Já no Vox, o conceito de produto foi ampliado. Ao invés de tratar apenas o que o usuário consome, como um artigo, um vídeo, um gráfico, eles incluem na definição, por exemplo, a performance dos servidores (responsáveis pelo carregamento do site) e das equipes de dados e analytics, responsáveis por fornecer informações para marcas que usam o CMS da empresa e insights para a equipe editorial.

Falando em produto, outra notícia fundamental da semana foi a carta do diretor do El País à redação. Nela, Antonio Caño fala sobre os desafios enfrentados por uma empresa jornalística atualmente (muitos deles citados pela Emily Bell) e o que o jornal espanhol faz para enfrentá-los.
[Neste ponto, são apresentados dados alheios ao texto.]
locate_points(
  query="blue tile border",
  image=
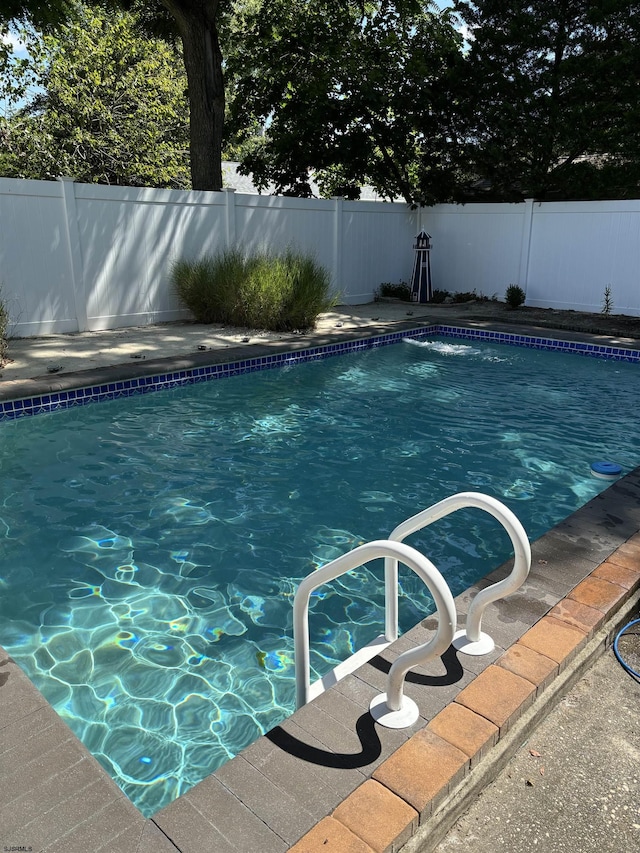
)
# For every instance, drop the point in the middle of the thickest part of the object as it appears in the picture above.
(13, 409)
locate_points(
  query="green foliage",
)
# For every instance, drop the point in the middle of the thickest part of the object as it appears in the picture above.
(109, 105)
(369, 103)
(551, 108)
(261, 291)
(469, 296)
(514, 296)
(4, 323)
(395, 291)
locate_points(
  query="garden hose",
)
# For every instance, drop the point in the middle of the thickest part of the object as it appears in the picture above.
(616, 651)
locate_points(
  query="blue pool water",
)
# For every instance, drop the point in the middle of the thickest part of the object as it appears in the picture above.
(151, 546)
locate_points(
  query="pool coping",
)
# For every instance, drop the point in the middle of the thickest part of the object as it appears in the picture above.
(41, 394)
(279, 794)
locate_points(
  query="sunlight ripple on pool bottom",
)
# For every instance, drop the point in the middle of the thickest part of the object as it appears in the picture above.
(152, 546)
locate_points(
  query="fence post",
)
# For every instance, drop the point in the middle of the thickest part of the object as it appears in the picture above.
(525, 244)
(75, 252)
(338, 202)
(230, 216)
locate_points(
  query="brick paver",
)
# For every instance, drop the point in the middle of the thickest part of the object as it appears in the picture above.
(581, 616)
(598, 593)
(498, 695)
(554, 639)
(624, 576)
(423, 770)
(330, 836)
(467, 731)
(535, 667)
(377, 816)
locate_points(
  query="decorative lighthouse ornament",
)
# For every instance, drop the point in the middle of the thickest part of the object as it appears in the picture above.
(421, 279)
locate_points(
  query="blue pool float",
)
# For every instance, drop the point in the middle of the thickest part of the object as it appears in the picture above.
(606, 470)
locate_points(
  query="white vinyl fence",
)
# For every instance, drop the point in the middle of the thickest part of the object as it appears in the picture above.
(79, 257)
(563, 254)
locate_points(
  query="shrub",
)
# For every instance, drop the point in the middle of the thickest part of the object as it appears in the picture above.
(464, 296)
(260, 291)
(514, 296)
(395, 291)
(4, 323)
(607, 301)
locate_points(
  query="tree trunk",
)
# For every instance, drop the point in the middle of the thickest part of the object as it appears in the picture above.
(196, 21)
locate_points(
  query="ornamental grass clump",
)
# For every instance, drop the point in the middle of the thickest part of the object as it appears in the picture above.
(4, 323)
(280, 293)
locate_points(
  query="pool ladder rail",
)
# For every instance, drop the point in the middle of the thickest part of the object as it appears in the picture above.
(393, 709)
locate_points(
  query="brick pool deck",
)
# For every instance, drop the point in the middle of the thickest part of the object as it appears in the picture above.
(329, 778)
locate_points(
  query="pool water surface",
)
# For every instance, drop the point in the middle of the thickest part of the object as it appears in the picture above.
(152, 545)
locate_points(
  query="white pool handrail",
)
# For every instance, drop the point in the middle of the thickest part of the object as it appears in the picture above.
(391, 708)
(472, 641)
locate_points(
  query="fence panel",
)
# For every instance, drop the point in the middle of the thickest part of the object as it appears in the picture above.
(475, 246)
(578, 248)
(76, 257)
(34, 258)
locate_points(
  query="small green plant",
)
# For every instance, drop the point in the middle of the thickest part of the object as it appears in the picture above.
(607, 301)
(464, 296)
(4, 323)
(514, 296)
(264, 290)
(395, 291)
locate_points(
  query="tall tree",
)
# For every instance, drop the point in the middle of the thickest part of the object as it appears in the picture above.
(551, 109)
(109, 105)
(357, 91)
(197, 24)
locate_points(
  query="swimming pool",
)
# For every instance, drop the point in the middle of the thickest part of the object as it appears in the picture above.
(152, 546)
Vale a pena ler, pois são vários os aspectos. Escolhi um trecho em que ele fala das mudanças pela qual vai passar a estrutura física redação, agora um espaço multidisciplinar onde equipes trabalharão a informação para que ela circule em diversos canais diferentes.
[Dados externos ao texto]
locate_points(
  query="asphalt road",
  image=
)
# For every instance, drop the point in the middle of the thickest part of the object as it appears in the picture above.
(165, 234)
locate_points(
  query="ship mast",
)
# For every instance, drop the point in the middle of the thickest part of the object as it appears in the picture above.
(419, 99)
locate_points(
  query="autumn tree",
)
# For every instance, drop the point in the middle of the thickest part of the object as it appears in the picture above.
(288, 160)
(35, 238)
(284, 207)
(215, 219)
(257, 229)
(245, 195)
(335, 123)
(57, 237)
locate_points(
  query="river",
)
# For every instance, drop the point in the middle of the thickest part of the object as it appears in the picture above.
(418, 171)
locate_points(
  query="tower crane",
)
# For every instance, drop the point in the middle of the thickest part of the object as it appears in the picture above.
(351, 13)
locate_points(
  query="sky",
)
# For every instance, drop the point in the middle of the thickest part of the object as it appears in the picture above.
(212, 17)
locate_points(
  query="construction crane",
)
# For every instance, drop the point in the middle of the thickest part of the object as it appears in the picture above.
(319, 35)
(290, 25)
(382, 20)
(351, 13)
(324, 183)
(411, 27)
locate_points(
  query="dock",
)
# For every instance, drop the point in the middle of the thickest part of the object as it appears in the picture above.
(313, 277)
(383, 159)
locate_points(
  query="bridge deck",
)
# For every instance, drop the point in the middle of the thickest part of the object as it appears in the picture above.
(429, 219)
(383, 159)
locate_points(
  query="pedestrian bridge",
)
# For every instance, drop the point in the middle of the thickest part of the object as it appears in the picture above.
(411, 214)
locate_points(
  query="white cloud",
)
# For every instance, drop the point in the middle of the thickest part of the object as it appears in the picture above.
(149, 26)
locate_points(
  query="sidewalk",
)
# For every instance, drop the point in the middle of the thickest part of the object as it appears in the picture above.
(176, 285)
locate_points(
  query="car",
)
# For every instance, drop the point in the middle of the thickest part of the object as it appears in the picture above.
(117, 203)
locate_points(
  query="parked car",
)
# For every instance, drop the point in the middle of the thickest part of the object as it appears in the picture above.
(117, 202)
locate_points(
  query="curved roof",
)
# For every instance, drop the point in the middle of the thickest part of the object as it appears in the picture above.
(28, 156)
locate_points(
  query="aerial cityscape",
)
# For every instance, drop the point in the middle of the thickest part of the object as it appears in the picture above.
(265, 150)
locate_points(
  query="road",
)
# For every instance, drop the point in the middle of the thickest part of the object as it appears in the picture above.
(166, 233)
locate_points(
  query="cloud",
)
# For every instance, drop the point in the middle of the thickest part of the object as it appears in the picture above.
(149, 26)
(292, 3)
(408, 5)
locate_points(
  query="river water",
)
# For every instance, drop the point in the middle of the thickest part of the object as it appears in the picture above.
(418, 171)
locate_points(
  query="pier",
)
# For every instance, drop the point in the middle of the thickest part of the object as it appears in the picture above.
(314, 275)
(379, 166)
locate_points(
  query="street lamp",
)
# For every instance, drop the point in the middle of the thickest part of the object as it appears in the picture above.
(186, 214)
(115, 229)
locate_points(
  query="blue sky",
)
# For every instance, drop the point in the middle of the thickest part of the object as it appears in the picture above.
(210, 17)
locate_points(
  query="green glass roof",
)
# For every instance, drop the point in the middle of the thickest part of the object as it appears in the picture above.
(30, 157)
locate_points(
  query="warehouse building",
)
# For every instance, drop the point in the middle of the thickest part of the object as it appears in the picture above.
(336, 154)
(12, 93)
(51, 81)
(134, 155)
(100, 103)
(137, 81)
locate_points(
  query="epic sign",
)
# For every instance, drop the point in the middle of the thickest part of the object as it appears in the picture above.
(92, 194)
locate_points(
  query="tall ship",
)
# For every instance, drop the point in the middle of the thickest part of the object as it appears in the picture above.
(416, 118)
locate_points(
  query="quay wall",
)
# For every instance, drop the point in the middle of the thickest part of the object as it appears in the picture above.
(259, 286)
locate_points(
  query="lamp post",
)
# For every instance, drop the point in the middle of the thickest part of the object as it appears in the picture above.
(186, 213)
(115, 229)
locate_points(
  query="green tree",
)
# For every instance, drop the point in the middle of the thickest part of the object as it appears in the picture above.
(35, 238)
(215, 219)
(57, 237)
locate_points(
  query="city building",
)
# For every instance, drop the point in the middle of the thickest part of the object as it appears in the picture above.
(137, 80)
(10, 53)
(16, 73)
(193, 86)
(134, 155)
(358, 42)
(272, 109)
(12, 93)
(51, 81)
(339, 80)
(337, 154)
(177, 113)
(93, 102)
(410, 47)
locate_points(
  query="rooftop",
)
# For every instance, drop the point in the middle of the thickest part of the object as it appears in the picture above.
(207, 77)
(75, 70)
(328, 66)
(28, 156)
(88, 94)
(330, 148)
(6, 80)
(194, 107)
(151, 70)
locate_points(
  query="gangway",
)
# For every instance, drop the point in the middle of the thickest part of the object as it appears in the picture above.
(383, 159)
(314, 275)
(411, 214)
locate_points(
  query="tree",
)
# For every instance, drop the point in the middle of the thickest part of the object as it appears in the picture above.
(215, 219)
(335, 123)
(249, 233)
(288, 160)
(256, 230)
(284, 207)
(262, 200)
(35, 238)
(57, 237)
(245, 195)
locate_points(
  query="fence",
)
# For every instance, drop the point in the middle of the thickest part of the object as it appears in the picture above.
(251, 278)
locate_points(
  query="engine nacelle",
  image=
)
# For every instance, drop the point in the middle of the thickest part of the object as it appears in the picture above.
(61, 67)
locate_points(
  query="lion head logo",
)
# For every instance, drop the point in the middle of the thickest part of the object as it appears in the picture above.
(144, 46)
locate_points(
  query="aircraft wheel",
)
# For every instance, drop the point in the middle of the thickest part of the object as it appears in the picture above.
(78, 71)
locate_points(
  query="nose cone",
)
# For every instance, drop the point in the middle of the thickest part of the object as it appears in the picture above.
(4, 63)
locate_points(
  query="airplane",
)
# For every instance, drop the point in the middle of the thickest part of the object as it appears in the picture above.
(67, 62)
“Será uma redação sem escritórios, aberta à colaboração e à troca de ideias, na qual as equipes se misturarão para construir novas histórias. A partir de agora, no coração da planta principal será instalado um moderno espaço aberto dedicado à criação e à coordenação de informações e sua distribuição nos diferentes canais. O centro dessa redação contará com uma moderna ponte de comando, na qual haverá perfis jornalísticos, de desenvolvimento tecnológico, de edição gráfica e de vídeo, de design, de produção, de medição de audiência, de redes sociais, de SEO [otimização de sites] e de controle de qualidade. A partir dali serão criadas novas narrativas e novas formas de comunicação que continuarão a manter este jornal na vanguarda do jornalismo global.”
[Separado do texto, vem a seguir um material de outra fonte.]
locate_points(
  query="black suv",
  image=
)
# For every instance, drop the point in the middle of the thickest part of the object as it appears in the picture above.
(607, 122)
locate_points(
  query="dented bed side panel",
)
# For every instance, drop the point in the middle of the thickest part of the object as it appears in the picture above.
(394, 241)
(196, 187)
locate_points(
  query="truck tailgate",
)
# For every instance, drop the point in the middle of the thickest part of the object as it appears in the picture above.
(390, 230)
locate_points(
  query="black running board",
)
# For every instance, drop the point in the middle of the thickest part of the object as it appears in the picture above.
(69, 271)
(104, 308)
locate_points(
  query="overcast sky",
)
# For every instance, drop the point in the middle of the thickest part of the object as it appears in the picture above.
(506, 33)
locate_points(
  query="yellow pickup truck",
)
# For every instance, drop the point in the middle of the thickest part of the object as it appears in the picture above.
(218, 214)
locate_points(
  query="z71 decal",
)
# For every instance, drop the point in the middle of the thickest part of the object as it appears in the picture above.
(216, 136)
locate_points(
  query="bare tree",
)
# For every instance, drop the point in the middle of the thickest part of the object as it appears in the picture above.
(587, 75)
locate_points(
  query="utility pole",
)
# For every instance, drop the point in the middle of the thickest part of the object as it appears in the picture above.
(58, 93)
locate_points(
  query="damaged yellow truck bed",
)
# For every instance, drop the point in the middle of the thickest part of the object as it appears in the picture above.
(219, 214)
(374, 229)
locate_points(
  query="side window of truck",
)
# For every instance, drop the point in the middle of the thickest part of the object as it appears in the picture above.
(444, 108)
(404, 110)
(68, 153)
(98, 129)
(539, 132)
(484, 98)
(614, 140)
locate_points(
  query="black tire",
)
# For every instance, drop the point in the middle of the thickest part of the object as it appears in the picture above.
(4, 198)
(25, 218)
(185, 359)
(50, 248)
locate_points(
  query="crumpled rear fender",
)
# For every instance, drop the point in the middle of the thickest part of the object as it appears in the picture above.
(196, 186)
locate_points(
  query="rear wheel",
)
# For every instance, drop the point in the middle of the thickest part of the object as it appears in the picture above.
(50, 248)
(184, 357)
Enquanto isso, no Reino Unido, um novo jornal impresso é lançado. Tá certo.

Indo pro fim, deem uma olhada nesta matéria da CJR sobre um sujeito que criou um app para que jornalistas cidadãos vendam materiais para veículos de um jeito fácil e rápido. O usuário do Verifeye Media Pro Camera que testemunhar algo pode subir conteúdos a partir do seu próprio telefone (por enquanto, o app só está disponível para iPhone) e em instantes ter seu material comprado por alguma empresa jornalística. O conteúdo precisa ser aprovado por um editor, mas grande parte da verificação é feita automaticamente a partir de dados do próprio dispositivo do usuário e dos metadados do arquivo enviado. Uma pequena revolução na verificação digital e na distribuição de conteúdo gerado por usuários.

Pra finalizar, um bom lugar para ler análises jornalísticas feitas por gente interessante sobre os últimos acontecimentos políticos da república.

Bueno, era isso então. Vou ali ver o Masters 1000 de Indian Wells.